Typically, compilers 110 apply a subset of the available
optimizations, for example, as indicated by command line options,
to all the code in input source files (associated with and/or
including the source code 105). Such available compiler
optimizations can be generally classified into speculative
optimizations and non-speculative optimizations. Speculative
optimizations (e.g., prefetch generation for direct or indirect
memory accesses) can contribute to performance improvement, so long
as benefits obtained from the optimized code outweigh any run time
costs of the speculation. Non-speculative optimizations are
generally beneficial, but can be "tuned" with parameters for
maximum benefit. For example, loop unrolling can often be
classified as non-speculative, but the extent of the unrolling can
be a parameter that can impact the benefit of the optimization.
[0016] In typical compilers 110, optimizations are applied somewhat
indiscriminately on every function or block in source code 105 file
(e.g., according to fixed command line options). This can result in
sub-optimal performance, for example, from incorrectly applying
speculative optimizations to functions that do not need them, from
applying non-speculative optimizations in a "one-size-fits-all"
manner, etc. Furthermore, many speculative optimizations are often
shunned during compilation, as it may be difficult for the
developer 145 to instruct the compiler 110 to perform speculative
optimizations only to selected functions in a source code 105
file.
[0017] A number of traditional approaches have been developed for
deciding which optimizations to apply and/or which parameters to
use with the applied optimizations. In one such approach, called
"static analysis," the compiler 110 can analyze the source code 105
to decide whether and how to apply an optimization. For example, if
the compiler 110 encounters the code "for (i=0; i<10000000; i++)
x[i]=y[i]+t*z[i]," the compiler 110 can decide whether and how to
parallelize, unroll, use prefetch, etc. (e.g., because the code
indicates a fairly standard type of loop with a relatively small
number of instructions and a relatively large trip count). However,
static analysis often fails, as the code does not often provide
clear guidance as to which optimizations to apply. For example, if
the above code were written as "for (i=0; i<n; i++)
x[i]=y[i]+t*z[i]" (i.e., with an "n" instead of a "10000000"), the
value of n may not be known to the compiler 110, and the compiler
110 may not be able to accurately determine whether and how to
apply optimizations. In such instances, the compiler 110 may be
left to guess or introduce "versioning." For example, the compiler
110 may create two or more versions of the loop, one for a small
trip count case and another for a large trip count case, which may
add complexity and run time cost to select the appropriate version
at runtime.
[0018] Another traditional approach involves adding so-called
"command line options" to control the applied compiler
optimizations. The command line options permit a developer 145 to
select the exact options to apply (assuming the compiler provides
command line options for every possible optimization) to each
function or code fragment. Usually, most compilers 110 implement
internal options for detailed control (e.g., primarily for
debugging purposes), but such internal options are not typically
made available to external developers 145. Using either type of
option is typically impractical, as it would be tedious,
inconvenient, and error-prone to specify every option and parameter
for each function or block in the source code. Further, the source
code 105 programmers typically are not sufficiently familiar with
the internal workings of the compiler 110 and/or of the target
computational environment (e.g., the execution computational
environment 170) to know which compiler optimizations to apply or
in which ways.
[0019] Another traditional approach involves so-called "pragmas,"

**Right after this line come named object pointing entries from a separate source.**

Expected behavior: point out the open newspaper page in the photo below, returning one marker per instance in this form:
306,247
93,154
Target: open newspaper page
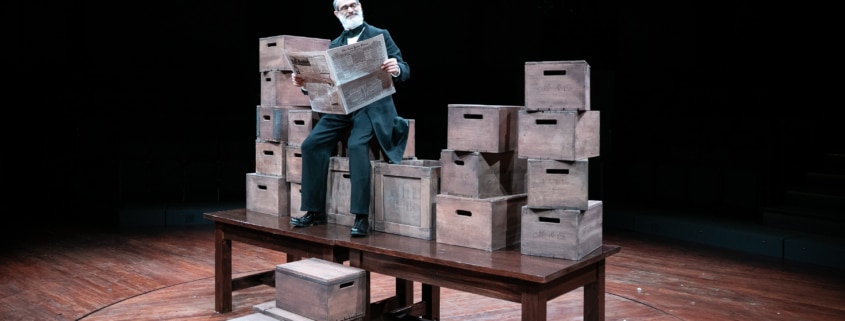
344,79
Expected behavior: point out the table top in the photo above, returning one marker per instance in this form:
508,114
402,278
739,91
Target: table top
508,262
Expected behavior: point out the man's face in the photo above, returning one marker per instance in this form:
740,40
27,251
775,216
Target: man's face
350,13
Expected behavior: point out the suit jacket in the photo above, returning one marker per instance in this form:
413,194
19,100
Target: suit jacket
390,129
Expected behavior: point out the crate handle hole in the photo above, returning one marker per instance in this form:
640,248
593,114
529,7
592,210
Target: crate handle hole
549,220
557,171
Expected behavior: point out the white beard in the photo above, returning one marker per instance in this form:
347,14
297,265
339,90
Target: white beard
352,22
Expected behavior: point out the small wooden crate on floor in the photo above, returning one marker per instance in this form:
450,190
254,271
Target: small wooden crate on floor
405,197
277,89
293,164
482,175
558,184
338,198
486,224
321,290
561,233
267,194
556,85
560,134
269,158
271,50
482,128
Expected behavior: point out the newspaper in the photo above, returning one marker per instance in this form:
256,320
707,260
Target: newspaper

or "directives." The pragmas or directives are typically added by
the developer 145 to the source code 105 effectively as hints to
the compiler 110. For example, a pragma can be inserted in the
source code 105 before a particular type of loop or other code
section that can invoke a certain type of compiler optimization.
While these are often more useful to programmers than command line
options (e.g., they are typically more intuitive and part of the
source code programming language, as opposed to being part of the
compiler command line), adding all the needed pragmas and
directives can still be very tedious, and is typically impractical
for large applications. Further, effective use of pragmas and
directives still typically involve the application developer 145
learning about internal workings and options of the compiler
110.
[0020] Another traditional approach involves so-called "profile
feedback," in which execution data are collected by the compiler
110 as the application is executed. The compiler 110 can then be
re-invoked, and the collected data can be consulted by the compiler
110 to decide which optimizations to apply. There are typically at
least two limitations to this approach. One limitation is that the
execution data is typically collected with an instrumented binary
that is produced by the compiler 110, and often contains very
limited amounts and types of information. For example, the data
often reflects only a profile of branch edges in the application
program, and other detailed execution data is absent. Another
limitation is that the compiler 110 typically operates in a "pull"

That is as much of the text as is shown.